While gambling is illegal in most areas in India, once a year, tradition and police clash over gambling games that take place after Dasara until Diwali. It seems that tradition holds that it is good luck to gamble during this time, especially on the night of Kumar Purnima. It is believed that this will bring the gamblers wealth and prosperity so while online gambling is technically illegal in India, most take part.
Not only is gambling considered to be auspicious around this time, but there are many that hold the belief that if they do not gamble at this time, they could come back as an owl when they come back in their next incarnation.
In the Ganjam district in Odisha, there are many different forms of gambling that take place during the month between Dasara and Diwali. People place wagers on all kinds of things as is the tradition at this time of the year. While the police try to prevent this gambling, they have been somewhat unsuccessful in doing so. The police are fighting a tradition that is centuries old.

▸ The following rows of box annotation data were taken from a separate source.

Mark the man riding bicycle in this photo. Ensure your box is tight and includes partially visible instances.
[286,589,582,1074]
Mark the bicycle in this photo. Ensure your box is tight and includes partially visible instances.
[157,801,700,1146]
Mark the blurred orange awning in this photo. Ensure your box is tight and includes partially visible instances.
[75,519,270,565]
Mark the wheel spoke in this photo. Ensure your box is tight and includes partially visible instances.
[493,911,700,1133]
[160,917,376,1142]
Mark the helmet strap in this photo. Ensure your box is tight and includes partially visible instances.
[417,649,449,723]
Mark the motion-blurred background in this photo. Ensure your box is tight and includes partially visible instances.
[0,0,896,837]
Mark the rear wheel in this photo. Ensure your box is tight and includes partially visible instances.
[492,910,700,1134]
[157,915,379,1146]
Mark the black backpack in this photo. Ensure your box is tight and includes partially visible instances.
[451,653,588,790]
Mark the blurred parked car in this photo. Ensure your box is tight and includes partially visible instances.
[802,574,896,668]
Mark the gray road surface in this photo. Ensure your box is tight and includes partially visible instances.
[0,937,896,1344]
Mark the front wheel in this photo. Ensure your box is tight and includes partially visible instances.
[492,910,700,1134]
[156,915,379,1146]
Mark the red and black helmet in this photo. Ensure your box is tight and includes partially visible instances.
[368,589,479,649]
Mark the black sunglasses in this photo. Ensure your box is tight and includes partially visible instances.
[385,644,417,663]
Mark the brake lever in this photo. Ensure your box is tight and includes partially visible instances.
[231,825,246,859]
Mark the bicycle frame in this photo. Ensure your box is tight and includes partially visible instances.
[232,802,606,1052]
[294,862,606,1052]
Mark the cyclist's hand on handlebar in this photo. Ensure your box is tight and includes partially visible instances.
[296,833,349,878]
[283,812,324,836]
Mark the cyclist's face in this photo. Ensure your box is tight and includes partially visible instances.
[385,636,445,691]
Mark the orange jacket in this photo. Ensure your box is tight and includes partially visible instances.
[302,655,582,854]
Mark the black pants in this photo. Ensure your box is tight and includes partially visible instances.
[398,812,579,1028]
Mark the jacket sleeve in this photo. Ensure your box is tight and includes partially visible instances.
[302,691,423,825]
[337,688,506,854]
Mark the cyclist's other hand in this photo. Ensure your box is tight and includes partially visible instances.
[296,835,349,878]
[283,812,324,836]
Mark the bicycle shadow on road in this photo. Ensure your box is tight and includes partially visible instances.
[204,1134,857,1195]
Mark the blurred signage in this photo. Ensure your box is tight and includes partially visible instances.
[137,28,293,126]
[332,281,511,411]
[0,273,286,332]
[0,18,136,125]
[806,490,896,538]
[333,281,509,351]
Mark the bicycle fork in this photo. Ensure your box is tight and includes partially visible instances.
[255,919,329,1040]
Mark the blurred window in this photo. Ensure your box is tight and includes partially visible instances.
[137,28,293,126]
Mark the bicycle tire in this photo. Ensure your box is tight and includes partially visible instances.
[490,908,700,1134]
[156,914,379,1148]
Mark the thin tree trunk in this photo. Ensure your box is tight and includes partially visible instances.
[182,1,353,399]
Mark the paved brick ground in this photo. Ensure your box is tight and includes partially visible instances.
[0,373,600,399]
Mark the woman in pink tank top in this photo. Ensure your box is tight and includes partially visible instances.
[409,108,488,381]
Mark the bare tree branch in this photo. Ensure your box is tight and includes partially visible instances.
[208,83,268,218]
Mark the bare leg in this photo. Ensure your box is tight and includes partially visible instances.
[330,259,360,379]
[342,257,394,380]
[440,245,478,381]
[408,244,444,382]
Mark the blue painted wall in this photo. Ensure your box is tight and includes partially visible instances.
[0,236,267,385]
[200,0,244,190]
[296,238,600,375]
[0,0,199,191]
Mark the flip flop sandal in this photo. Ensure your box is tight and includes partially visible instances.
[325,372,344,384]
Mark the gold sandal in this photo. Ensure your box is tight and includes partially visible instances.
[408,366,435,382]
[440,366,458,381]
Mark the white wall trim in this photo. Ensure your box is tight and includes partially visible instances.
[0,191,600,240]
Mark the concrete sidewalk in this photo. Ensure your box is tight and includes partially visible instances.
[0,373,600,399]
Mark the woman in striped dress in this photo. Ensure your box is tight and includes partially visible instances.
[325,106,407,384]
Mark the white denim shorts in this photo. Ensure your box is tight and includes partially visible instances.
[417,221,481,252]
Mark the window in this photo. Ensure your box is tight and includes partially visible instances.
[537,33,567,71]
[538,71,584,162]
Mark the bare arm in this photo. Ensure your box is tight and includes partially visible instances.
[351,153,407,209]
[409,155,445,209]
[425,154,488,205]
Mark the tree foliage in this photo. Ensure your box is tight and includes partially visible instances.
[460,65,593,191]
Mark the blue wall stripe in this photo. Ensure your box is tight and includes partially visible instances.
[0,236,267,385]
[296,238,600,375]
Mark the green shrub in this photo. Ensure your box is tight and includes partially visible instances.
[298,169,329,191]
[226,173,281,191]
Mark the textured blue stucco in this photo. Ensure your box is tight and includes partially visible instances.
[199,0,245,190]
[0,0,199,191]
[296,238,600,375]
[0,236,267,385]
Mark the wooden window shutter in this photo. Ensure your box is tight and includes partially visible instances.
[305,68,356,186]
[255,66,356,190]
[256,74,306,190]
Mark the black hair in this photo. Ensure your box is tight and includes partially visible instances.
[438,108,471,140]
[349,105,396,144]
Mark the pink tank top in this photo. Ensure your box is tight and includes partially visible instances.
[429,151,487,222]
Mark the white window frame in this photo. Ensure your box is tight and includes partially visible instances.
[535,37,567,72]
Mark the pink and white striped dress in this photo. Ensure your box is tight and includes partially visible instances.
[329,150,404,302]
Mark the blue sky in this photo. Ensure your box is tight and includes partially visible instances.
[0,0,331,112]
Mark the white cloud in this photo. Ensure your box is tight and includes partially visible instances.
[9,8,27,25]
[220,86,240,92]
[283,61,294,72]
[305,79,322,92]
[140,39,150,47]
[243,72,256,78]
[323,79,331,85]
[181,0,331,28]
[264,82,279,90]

In the town of Berhampur in Ganjam district, it is transformed into an unofficial gambling center during this time. Parents give money to their children in order to gamble, and it is known that sons-in-law are given a special gambling allowance at this time. Men, women, the aged, and the young all take part in gambling, even if only with their relatives and friends.

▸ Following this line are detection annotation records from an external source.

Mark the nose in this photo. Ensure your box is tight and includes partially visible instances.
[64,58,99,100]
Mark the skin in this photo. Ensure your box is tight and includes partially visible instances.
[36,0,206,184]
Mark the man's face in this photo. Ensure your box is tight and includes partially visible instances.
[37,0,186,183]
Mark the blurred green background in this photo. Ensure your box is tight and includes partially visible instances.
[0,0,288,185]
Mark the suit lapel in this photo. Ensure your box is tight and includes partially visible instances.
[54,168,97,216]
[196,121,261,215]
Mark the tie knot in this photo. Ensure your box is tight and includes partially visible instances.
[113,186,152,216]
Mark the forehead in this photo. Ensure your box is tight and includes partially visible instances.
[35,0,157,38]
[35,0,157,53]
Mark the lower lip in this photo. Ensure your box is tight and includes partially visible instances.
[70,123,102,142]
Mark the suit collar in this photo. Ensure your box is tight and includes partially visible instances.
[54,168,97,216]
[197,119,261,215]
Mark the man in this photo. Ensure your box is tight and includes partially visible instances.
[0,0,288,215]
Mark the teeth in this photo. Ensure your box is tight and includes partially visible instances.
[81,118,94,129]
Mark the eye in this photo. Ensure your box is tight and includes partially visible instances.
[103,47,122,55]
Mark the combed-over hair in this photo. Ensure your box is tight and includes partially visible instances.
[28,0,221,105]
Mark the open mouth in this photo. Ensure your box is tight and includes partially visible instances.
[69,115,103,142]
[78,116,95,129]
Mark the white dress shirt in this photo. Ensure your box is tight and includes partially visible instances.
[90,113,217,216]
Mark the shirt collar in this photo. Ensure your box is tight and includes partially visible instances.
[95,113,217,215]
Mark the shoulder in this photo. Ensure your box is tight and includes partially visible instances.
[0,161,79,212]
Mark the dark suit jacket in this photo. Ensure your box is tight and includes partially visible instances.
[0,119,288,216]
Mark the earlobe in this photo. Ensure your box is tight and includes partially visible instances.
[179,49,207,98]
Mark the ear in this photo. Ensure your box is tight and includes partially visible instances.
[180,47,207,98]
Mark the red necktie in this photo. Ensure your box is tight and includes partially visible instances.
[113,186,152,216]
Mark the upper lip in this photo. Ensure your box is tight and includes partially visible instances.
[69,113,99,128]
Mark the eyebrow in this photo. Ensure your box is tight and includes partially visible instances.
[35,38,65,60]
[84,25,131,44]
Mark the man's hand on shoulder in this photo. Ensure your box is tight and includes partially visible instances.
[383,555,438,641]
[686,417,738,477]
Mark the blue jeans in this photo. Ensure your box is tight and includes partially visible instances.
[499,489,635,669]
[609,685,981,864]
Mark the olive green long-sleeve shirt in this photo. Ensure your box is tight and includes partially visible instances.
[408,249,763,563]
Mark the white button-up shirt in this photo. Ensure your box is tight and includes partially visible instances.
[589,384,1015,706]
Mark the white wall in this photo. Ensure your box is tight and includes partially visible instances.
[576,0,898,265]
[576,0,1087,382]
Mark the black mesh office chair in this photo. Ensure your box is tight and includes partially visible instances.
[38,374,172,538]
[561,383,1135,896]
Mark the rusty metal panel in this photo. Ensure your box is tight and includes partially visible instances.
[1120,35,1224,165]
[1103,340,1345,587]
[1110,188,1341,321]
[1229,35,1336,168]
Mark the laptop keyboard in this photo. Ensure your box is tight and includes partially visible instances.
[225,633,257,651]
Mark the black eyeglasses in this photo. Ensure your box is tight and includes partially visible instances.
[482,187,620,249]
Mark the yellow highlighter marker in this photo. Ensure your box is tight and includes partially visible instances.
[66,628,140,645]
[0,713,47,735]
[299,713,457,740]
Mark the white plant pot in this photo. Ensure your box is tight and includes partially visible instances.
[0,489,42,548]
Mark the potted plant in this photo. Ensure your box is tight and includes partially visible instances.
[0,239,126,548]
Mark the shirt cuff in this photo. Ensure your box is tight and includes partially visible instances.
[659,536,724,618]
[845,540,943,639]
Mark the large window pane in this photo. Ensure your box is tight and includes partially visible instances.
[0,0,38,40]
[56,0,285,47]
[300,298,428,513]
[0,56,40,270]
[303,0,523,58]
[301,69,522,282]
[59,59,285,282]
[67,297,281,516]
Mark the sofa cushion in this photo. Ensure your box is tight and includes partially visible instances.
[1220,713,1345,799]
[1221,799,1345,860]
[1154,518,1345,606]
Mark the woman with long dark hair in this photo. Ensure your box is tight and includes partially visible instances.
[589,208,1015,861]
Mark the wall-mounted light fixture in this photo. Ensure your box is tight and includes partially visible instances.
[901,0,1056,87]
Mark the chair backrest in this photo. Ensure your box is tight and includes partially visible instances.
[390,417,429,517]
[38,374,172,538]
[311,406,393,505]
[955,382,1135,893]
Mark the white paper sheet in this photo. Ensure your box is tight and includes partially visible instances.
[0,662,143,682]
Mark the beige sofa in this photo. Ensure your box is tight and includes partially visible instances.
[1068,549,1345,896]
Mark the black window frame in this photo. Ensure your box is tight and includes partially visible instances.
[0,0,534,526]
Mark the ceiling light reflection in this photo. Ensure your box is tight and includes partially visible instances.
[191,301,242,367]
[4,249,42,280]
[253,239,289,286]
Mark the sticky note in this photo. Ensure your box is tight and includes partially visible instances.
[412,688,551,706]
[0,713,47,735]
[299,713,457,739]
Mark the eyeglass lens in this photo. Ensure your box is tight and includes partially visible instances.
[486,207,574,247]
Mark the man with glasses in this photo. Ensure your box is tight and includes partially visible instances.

Gambling takes place in individual households, with many playing popular card games such as Set, Nox, Pata, Kampi, and Sequence. The stakes in the games can be very small or very large, depending on who is playing. It is known that things can get somewhat out of hand when gold jewelry and even cars can end up being wagered on the gambling table. Not only does betting take place in private homes, but during this time, there are also illegal gambling dens that are quickly set up for the season.
When police try to raid the gambling dens, they are often met with resistance from locals. This year, two policemen were injured when they were attacked by locals, and a police vehicle was damaged when stones where thrown during another attempted raid.
A senior police official based in Ganjam said: “Gambling may be a tradition here but it violates the Orissa Prevention of Gambling Act (OPGA) which is already existing in the state. Therefore, we have to take action against the violators of the act.”